Abstract

Antibodies to nonerythroid α spectrin (p 230) were used to study the distribution of this polypeptide in mouse germ cells, zygote, and early embryonic cells. In the primordial germ cells, fetal oocytes, and spermatogonia, spectrin was found predominantly in the form of a narrow condensed subplasmalemmal band, as in all other somatic cells. During spermatogenesis, spectrin is condensed into the supraacrosomal cytoplasm and is lost during the reduction of the cytoplasm of the maturing spermatozoa. The postnatal growth of the oocyte is accompanied by a loss of the dense cortical band of spectrin and its redistribution in the cytoplasm. Zygotes also contain granular dispersed spectrin.
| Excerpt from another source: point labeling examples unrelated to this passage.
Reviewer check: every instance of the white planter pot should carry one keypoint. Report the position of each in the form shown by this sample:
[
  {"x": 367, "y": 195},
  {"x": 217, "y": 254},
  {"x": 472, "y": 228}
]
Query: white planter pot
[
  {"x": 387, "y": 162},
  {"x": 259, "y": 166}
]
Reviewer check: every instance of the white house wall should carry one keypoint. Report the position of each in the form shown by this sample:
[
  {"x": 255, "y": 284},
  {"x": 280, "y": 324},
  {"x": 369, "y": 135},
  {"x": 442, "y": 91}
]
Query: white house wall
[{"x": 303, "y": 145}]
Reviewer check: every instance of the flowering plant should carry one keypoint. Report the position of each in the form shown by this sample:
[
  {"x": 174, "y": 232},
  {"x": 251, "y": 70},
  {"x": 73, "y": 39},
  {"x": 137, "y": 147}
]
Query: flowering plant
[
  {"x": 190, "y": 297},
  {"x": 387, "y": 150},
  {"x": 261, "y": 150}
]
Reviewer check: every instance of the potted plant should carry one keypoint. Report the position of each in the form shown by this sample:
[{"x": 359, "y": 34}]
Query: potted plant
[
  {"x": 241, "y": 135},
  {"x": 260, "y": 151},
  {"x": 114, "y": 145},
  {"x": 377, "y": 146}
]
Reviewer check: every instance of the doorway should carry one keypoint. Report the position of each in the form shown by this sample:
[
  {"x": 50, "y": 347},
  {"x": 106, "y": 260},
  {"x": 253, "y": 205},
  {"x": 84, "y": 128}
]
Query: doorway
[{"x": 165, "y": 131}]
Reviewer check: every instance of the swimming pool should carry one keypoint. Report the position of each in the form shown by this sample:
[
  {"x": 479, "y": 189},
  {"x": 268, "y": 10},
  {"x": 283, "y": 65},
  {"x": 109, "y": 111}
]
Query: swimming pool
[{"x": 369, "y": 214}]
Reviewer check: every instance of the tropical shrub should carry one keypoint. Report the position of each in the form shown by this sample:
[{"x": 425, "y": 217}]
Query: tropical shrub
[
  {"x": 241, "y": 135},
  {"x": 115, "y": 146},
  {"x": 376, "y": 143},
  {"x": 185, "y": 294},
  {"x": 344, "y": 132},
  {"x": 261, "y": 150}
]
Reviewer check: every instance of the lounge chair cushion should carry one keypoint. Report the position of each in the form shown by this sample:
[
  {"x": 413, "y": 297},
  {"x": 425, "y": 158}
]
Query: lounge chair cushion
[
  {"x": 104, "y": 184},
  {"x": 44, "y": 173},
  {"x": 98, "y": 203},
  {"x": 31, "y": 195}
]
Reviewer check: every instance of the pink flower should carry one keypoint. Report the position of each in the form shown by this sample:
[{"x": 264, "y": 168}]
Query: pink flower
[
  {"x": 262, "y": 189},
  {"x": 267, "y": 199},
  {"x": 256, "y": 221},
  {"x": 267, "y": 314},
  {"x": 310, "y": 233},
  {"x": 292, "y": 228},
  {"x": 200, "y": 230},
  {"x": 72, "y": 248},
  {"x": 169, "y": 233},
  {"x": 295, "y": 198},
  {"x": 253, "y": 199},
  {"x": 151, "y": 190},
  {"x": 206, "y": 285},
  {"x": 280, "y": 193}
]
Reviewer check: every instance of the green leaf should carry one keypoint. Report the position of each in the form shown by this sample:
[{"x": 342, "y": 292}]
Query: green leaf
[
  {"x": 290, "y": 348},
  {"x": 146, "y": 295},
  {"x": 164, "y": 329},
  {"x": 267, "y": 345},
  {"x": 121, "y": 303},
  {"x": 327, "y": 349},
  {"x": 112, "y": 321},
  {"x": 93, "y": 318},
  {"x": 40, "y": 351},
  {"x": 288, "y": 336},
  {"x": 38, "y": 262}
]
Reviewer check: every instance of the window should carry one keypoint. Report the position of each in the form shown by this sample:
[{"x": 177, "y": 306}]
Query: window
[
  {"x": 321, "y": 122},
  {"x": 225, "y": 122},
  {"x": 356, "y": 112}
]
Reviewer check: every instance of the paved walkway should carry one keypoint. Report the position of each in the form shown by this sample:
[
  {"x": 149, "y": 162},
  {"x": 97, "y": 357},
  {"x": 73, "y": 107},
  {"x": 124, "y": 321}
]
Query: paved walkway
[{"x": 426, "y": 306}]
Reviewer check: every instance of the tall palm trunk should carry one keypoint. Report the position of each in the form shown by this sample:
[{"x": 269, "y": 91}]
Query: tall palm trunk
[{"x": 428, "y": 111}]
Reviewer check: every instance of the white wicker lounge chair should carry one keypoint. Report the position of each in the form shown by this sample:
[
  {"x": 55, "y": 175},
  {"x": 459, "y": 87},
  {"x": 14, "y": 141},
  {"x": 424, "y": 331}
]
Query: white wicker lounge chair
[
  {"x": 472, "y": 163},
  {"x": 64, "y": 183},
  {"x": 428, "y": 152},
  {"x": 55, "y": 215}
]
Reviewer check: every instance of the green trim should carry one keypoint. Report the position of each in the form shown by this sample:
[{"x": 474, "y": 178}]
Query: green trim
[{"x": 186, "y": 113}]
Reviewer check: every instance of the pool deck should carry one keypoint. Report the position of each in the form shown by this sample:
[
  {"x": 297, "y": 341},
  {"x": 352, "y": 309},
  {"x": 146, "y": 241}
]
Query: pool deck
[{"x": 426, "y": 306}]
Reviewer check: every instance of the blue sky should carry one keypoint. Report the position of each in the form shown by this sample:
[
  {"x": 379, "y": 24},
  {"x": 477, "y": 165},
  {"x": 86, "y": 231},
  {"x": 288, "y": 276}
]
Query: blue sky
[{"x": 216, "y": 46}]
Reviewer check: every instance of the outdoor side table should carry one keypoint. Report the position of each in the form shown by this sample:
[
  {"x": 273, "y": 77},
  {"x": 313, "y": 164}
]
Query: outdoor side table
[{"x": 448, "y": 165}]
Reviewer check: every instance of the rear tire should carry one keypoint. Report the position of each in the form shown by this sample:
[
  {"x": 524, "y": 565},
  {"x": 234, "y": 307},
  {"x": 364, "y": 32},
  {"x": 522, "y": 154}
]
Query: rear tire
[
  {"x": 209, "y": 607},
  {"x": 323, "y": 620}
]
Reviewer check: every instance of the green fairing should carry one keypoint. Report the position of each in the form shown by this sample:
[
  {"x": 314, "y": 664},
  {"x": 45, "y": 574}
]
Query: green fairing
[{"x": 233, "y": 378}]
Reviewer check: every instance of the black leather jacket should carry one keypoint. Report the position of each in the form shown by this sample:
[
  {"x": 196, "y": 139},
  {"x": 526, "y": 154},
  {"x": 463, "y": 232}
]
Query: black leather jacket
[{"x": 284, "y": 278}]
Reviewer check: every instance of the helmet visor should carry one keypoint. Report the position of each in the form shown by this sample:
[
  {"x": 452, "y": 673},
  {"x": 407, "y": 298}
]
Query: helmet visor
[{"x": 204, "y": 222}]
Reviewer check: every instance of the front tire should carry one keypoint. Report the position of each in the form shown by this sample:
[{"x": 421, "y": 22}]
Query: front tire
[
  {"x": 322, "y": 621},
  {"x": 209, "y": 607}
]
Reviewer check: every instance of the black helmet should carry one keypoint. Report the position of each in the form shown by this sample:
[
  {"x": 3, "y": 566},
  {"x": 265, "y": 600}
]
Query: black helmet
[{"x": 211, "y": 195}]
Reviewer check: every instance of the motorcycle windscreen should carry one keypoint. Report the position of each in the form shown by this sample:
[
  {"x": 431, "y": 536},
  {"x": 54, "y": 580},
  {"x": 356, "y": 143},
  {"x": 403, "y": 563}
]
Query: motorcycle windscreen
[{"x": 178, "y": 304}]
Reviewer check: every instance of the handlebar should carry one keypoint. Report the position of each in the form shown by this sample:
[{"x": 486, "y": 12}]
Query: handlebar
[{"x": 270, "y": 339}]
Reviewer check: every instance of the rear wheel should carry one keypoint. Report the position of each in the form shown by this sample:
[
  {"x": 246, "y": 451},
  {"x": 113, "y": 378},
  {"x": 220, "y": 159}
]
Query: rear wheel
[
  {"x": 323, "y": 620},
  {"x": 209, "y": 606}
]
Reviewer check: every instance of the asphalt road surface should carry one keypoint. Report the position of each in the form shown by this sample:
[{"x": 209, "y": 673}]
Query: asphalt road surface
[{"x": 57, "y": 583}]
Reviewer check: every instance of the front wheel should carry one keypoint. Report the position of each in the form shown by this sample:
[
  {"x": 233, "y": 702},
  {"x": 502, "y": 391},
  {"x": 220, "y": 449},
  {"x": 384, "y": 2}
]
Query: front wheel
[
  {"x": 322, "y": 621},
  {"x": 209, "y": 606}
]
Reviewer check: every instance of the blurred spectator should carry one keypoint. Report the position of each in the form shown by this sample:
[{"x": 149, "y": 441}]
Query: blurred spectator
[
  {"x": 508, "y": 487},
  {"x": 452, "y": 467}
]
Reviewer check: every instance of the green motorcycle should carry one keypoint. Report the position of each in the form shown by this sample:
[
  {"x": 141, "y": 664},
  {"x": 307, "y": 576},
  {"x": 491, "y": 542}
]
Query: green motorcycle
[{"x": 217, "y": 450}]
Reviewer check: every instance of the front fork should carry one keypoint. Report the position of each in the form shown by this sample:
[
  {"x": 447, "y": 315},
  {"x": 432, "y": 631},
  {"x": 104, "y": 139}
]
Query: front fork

Cortical condensation of spectrin filaments gradually reappears in the blastomeres at the two-cell stage and in the secondary polar body. Cortically condensed filaments represent thereafter the predominant form of spectrin in all preimplantation stage embryonic cells. Trophoblastic cells spreading out from explanted blastocysts are devoid of the cortically condensed spectrin and contain, instead, spectrin arrays in the cytoplasm. Trophoblastic cells, which surround the implanted embryo in vivo, also show diffuse cytoplasmic spectrin which subsequently undergoes subplasmalemmal condensation. These data show that spectrin is present in all stages of gametogenesis and embryogenesis, except in mature spermatozoa; and that it undergoes cytoplasmic redistribution during morphogenesis.